French intellectuals accuse authorities of covering up Jewish woman’s slaying by Muslim neighbor


(JTA) — A European Parliament member and 17 prominent French intellectuals protested the omission of anti-Semitism from a draft indictment of a Muslim for the murder of his Jewish neighbor.

During a speech in parliament, Frédérique Ries, a lawmaker from Belgium, on Thursday criticized French authorities’ handling of the investigation into the April 4 incident, in which 66-year-old Sarah Halimi was tortured and thrown out of her third-story apartment to her death, allegedly by 27-year-old Kobili Traore, who lived in her building.

“French authorities have treated her murder with icy silence,” Ries, who is Jewish, said in reference to the fact that Traore, who had no history of mental illness, was placed at a psychiatric institution and has not been charged with a hate crime, despite evidence suggesting he killed Halimi because she was Jewish.

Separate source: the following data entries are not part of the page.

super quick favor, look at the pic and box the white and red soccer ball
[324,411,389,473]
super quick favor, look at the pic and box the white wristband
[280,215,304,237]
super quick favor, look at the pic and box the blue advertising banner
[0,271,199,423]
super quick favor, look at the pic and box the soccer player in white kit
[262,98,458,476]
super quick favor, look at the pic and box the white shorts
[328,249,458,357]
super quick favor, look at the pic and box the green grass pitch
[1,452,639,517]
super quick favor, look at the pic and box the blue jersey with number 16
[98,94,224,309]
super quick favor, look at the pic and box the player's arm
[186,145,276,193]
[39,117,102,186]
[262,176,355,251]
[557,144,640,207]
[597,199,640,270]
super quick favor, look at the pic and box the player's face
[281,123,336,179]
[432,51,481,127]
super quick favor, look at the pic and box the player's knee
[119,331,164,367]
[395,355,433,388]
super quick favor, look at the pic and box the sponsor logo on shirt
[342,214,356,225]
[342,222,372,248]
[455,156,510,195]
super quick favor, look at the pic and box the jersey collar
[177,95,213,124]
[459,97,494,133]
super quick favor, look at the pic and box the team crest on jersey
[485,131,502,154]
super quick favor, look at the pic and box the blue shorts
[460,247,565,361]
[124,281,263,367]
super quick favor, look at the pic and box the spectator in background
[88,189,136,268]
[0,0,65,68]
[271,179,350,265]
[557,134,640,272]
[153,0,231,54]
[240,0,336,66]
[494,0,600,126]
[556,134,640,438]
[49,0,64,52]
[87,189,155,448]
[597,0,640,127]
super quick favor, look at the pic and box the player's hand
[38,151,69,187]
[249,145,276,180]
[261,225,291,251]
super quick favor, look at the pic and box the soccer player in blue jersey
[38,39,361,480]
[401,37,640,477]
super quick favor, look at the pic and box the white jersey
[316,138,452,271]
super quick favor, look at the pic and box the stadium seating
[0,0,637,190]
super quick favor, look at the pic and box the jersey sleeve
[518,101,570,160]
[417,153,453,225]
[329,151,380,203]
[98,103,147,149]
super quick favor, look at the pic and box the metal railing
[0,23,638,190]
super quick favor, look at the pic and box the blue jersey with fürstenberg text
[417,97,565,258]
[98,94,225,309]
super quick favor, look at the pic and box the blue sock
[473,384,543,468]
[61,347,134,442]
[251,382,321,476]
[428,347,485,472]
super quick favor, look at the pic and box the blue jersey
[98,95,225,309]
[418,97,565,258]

“No national mobilization for Sarah, she died as the media remained quasi-indifferent,” she said.

Last week, 17 French intellectuals, including the historian Georges Bensoussan and the philosopher Alain Finkielkraut, published a scathing criticism of the handling of the incident by French authorities and the media.

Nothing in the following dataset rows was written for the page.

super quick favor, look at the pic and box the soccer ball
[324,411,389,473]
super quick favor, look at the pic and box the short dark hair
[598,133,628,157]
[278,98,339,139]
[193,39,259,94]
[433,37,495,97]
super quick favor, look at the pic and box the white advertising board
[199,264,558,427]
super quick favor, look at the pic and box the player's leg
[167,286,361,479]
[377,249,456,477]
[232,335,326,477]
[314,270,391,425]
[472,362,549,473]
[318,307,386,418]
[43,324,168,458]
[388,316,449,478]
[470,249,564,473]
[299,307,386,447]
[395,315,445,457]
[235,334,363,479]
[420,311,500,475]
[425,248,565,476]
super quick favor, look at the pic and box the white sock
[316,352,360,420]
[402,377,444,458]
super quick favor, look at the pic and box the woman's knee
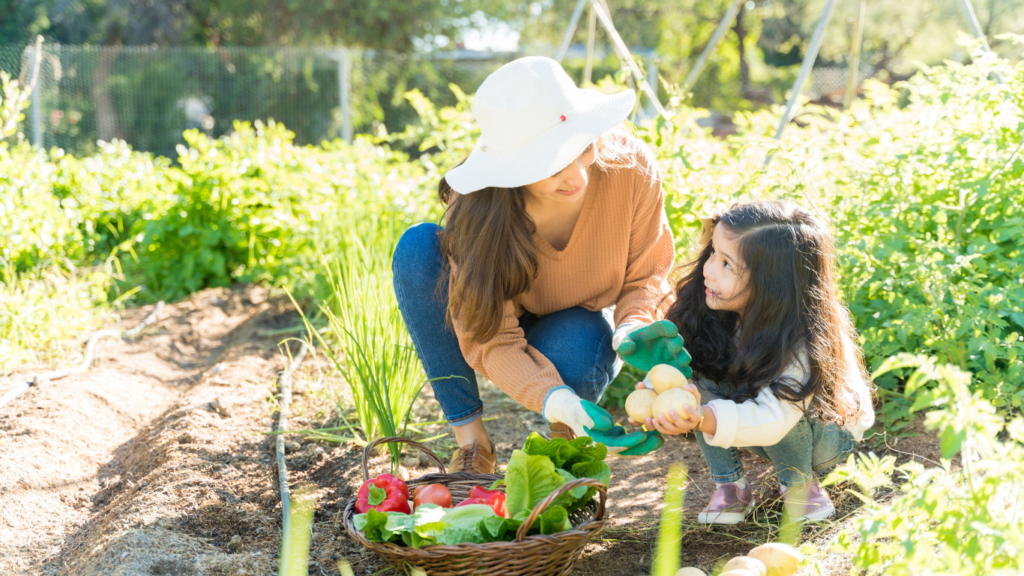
[560,357,618,402]
[543,309,618,401]
[393,223,443,290]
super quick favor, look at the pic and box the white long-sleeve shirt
[646,335,874,449]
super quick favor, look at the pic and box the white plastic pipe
[681,0,745,97]
[589,0,669,119]
[556,0,590,63]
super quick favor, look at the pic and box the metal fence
[0,43,874,158]
[0,45,517,158]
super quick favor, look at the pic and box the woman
[392,56,690,474]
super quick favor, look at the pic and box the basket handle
[514,478,607,542]
[361,436,448,481]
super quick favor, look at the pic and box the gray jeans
[693,378,854,487]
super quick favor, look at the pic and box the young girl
[628,200,874,523]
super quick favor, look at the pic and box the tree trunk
[92,28,122,143]
[732,4,751,99]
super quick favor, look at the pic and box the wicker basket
[344,436,607,576]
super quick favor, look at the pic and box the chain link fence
[0,45,516,158]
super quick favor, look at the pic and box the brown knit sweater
[451,145,675,412]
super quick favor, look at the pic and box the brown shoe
[447,440,497,474]
[548,422,576,441]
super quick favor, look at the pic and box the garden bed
[0,285,944,576]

The omission of hate crime charges from a draft indictment being prepared by the Paris Prosector’s Office for voluntary manslaughter against Traore has angered many French Jews, who cited a recording of the incident made by another neighbor. In it, according to the Tribune Juive weekly, Traore is heard shouting “Allah hu akbar,” “Allah is the greatest” in Arabic. He is heard calling Sarah “Satan” and then praying after her killing.

“Everything about this crime suggests there is an ongoing denial of reality” by authorities, the intellectuals wrote, also citing testimonies of neighbors who said Traore had called Halimi a “dirty Jew” to her face.

“We demand all the truth be brought to light in the murder of Sarah Halimi,” the intellectuals wrote.

The incident occurred month before France’s general election, in which the French political establishment was bracing for unprecedented gains for the far-right National Front party, which opposes immigration to France from Muslim countries and seeks to limit public expressions of that faith. Marine Le Pen, the party’s president, received a historic third of the vote in the final round of the presidential elections, which she lost to the centrist candidate Emmanuel Macron.

Many French Jews believe authorities covered up Halimi’s alleged murder to prevent it from becoming fodder for Le Pen’s divisive campaign.